__global__ void childKernel(int subDomainId) {
SubdomainData sub = subdomains[subDomainId];
// ... do computation ...
// Commit results to global memory (one thread)
sub.time += dt;
subdomains[subDomainId] = sub;
}
__global__ void parentKernel(SubdomainData* subdomains) {
int subDomainId = threadIdx.x + blockIdx.x * blockDim.x;
if (subDomainId >= NUM_SUBDOMAINS) return;
SubdomainData sub = subdomains[subDomainId];
while (sub.time < sub.targetTime) {
// Launch multiple child kernels on the subdomain stream
childKernel<<<childGridDim, childBlockDim>>>(subDomainId);
...
childKernelN<<<..., cudaStreamTailLaunch>>>(subDomainId);
}
}
This code is part of a larger adaptive mesh refinement (AMR) simulation, where I aim to avoid any synchronization with the host.
The parent kernel launches several child kernels in a loop until the subdomain’s target time is reached.
Each child updates a global value sub.time that the parent reads to decide whether to continue.
The programming guide states:
To access modifications made by child_launch, a tail_launch kernel is launched into the cudaStreamTailLaunch stream.
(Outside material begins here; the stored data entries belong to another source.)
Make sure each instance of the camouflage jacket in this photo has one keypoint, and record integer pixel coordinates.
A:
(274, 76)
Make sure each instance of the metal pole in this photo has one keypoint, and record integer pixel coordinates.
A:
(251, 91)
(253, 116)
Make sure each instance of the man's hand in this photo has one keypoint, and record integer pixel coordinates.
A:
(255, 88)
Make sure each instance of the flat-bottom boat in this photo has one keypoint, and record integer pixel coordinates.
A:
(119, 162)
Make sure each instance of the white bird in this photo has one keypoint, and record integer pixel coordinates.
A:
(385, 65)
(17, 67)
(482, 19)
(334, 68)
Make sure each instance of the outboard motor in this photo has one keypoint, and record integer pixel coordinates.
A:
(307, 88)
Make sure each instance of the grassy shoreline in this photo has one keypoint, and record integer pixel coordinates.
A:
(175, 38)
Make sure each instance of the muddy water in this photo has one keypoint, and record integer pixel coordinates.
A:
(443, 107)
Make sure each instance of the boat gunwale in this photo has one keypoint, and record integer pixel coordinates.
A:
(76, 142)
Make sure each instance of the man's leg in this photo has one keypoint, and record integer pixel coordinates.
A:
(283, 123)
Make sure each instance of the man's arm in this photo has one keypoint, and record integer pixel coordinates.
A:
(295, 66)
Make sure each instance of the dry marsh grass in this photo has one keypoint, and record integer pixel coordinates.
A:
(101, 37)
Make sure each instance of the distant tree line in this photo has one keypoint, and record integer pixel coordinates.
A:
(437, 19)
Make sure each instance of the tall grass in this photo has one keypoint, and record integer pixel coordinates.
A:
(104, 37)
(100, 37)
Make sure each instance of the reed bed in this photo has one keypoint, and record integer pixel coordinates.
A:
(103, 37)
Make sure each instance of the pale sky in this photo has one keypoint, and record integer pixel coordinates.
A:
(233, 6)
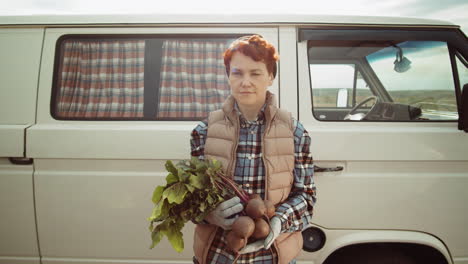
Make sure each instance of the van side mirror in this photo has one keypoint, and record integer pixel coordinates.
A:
(342, 98)
(463, 115)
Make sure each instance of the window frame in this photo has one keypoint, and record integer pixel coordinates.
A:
(454, 38)
(124, 36)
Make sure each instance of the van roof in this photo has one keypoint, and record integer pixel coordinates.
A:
(180, 18)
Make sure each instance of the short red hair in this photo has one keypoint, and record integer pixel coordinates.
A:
(254, 47)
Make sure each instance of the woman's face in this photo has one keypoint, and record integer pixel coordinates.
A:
(249, 81)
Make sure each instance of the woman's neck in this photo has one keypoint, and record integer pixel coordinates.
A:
(250, 112)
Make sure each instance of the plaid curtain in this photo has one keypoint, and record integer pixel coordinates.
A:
(193, 78)
(101, 79)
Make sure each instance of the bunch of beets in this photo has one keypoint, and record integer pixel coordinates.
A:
(253, 223)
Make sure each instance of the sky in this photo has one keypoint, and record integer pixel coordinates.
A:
(454, 11)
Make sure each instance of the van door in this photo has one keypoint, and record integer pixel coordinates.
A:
(20, 50)
(383, 104)
(114, 105)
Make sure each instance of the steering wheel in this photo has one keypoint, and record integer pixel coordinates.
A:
(350, 114)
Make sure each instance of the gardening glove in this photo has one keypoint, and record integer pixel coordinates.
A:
(275, 229)
(220, 215)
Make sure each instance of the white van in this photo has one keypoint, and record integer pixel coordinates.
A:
(91, 107)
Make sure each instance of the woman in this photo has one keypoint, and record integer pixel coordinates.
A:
(266, 151)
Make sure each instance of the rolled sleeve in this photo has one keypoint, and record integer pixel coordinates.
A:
(296, 212)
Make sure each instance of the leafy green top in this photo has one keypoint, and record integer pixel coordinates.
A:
(193, 188)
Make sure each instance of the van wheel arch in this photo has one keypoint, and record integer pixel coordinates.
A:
(386, 253)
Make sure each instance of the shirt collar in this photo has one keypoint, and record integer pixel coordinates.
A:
(259, 120)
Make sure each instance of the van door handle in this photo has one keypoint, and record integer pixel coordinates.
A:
(321, 169)
(20, 160)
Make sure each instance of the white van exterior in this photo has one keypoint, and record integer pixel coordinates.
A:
(78, 189)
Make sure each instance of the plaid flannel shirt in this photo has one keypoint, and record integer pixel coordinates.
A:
(295, 213)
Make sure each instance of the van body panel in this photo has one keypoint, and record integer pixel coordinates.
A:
(200, 19)
(410, 163)
(18, 243)
(87, 196)
(12, 140)
(97, 210)
(160, 140)
(20, 52)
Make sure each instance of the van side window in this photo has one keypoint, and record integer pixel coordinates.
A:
(138, 78)
(384, 81)
(462, 66)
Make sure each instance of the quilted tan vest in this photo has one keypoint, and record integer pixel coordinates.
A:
(278, 158)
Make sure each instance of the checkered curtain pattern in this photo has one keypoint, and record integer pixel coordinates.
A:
(101, 79)
(193, 78)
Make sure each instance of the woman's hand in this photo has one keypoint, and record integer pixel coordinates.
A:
(220, 215)
(275, 229)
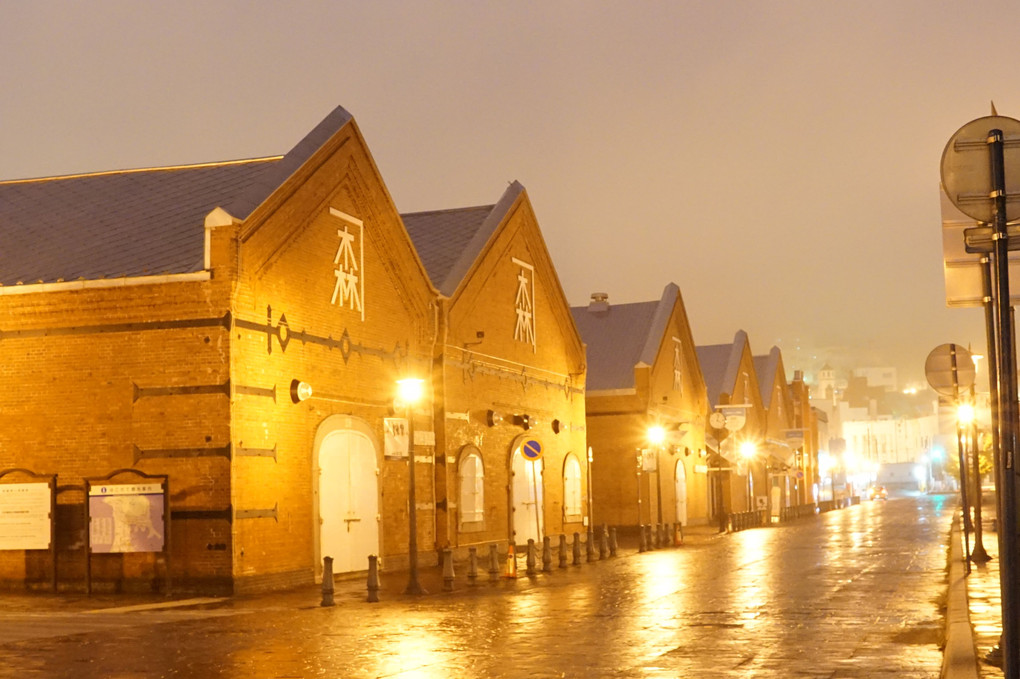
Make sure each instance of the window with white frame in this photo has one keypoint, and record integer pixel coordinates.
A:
(572, 507)
(472, 488)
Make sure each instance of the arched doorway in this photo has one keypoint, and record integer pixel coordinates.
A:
(680, 479)
(348, 501)
(526, 499)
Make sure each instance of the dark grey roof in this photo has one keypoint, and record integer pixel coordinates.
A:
(111, 224)
(615, 340)
(765, 368)
(720, 364)
(135, 222)
(442, 236)
(621, 335)
(449, 242)
(244, 204)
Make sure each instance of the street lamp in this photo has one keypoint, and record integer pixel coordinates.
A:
(748, 452)
(968, 420)
(409, 393)
(657, 436)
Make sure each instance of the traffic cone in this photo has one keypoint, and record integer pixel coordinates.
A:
(511, 569)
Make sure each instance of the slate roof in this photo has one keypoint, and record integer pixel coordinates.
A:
(111, 224)
(449, 242)
(621, 335)
(134, 222)
(719, 364)
(442, 236)
(765, 368)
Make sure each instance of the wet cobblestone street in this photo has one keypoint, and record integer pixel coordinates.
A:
(854, 592)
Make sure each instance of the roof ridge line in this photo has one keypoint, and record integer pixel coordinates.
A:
(133, 170)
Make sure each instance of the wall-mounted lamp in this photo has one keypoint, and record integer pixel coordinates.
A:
(300, 390)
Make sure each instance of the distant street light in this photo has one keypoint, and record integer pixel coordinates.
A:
(748, 452)
(409, 393)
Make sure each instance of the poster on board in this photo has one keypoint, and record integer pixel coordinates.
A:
(125, 517)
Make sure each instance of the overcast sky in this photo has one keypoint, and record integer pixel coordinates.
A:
(779, 161)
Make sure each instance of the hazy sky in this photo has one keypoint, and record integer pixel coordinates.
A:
(779, 161)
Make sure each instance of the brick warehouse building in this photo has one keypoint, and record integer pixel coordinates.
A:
(160, 320)
(156, 319)
(509, 369)
(644, 374)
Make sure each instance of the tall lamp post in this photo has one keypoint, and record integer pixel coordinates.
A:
(748, 451)
(657, 436)
(409, 393)
(967, 422)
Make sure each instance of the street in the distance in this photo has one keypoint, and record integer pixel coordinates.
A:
(853, 592)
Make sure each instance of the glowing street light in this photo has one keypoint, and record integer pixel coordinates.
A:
(748, 452)
(409, 393)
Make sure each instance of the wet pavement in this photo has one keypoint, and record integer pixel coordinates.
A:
(854, 592)
(984, 596)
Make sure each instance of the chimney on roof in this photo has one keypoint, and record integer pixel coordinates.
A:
(599, 304)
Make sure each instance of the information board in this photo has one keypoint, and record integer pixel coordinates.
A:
(24, 516)
(125, 517)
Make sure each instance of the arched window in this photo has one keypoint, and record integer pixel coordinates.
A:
(572, 507)
(472, 489)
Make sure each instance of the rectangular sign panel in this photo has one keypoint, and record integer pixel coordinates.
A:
(963, 269)
(125, 517)
(24, 516)
(395, 437)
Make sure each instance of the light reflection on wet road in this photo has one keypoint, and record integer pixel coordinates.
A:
(852, 593)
Does launching into cudaStreamTailLaunch by itself guarantee that the parent kernel will see up-to-date data written by the child kernels? If so, is it possible to create separate streams for each parent thread to improve kernel concurrency?
What is the best way to ensure the parent thread always reads up-to-date time data written by the child kernels?
The parent kernel cannot reliably observe modifications made by the child kernels.
All global memory operations in the parent thread prior to the child grid’s invocation are visible to the child grid. With the removal of cudaDeviceSynchronize(), it is no longer possible to access the modifications made by the threads in the child grid from the parent grid.
As explained in the programming guide and quoted by you, you have to launch a a different kernel using cudaStreamTailLaunch, which then can observe the modifications of the child kernels.
Maybe in your case, something like the following might work.
__global__ void childLauncher{
SubdomainData sub = subdomains[subDomainId];
if (sub.time < sub.targetTime){
launch child kernels
...
launch childLauncher in cudaStreamTailLaunch (to observe updated times)
}
}
Unfortunately not, it doesn’t resolve my problem as the loop is in the parent kernel. Is there any other strategy that is better than launching child kernels directly from the host and synching? Active polling perhaps?
It’s not reliable to read global data in a parent kernel and expect that it will show updates from a child kernel. One of the requirements for “reliability” would be some sort of synchronization guarantee. The only synchronization guarantees available in CDP 2.0 are stream based, with all that that implies.
“stream based” - “Items issued into a stream execute in issue order. Item B, issued into a stream, will not begin executing until item A, issued previously into that stream, has finished executing”
The parent kernel code is not part of any stream that the parent kernel can issue child work into. CDP 2.0 imagines that one possible outcome is that all child work may not begin until the parent kernel code has completed.
You might want to revisit the suggestion given by striker159. It will require some refactoring, but having a recursive launch process from the tail launch stream is one possible method to ensure memory “consistency”, for device code testing memory data from previously launched device kernels.
Yes, it will require refactoring, you would change the realization from a loop in the parent kernel to recursive/nested launch, where each launch accomplishes one loop iteration, proceeding until the target time is reached.
@Robert_Crovella you’re right! @striker159 thanks, this is actually a solution I can definitely work with.
If I understand correctly, all child kernels from earlier recursion levels are completed before the next child-launching kernel runs (including the parent itself), which means the total number of active kernels is always bounded.
Does the maximum recursion depth still apply in this situation?
I can create a hybrid version of the two approaches, since there’s a minimum number of time steps - determined by the resolution difference from the parent domain - that I already know in advance.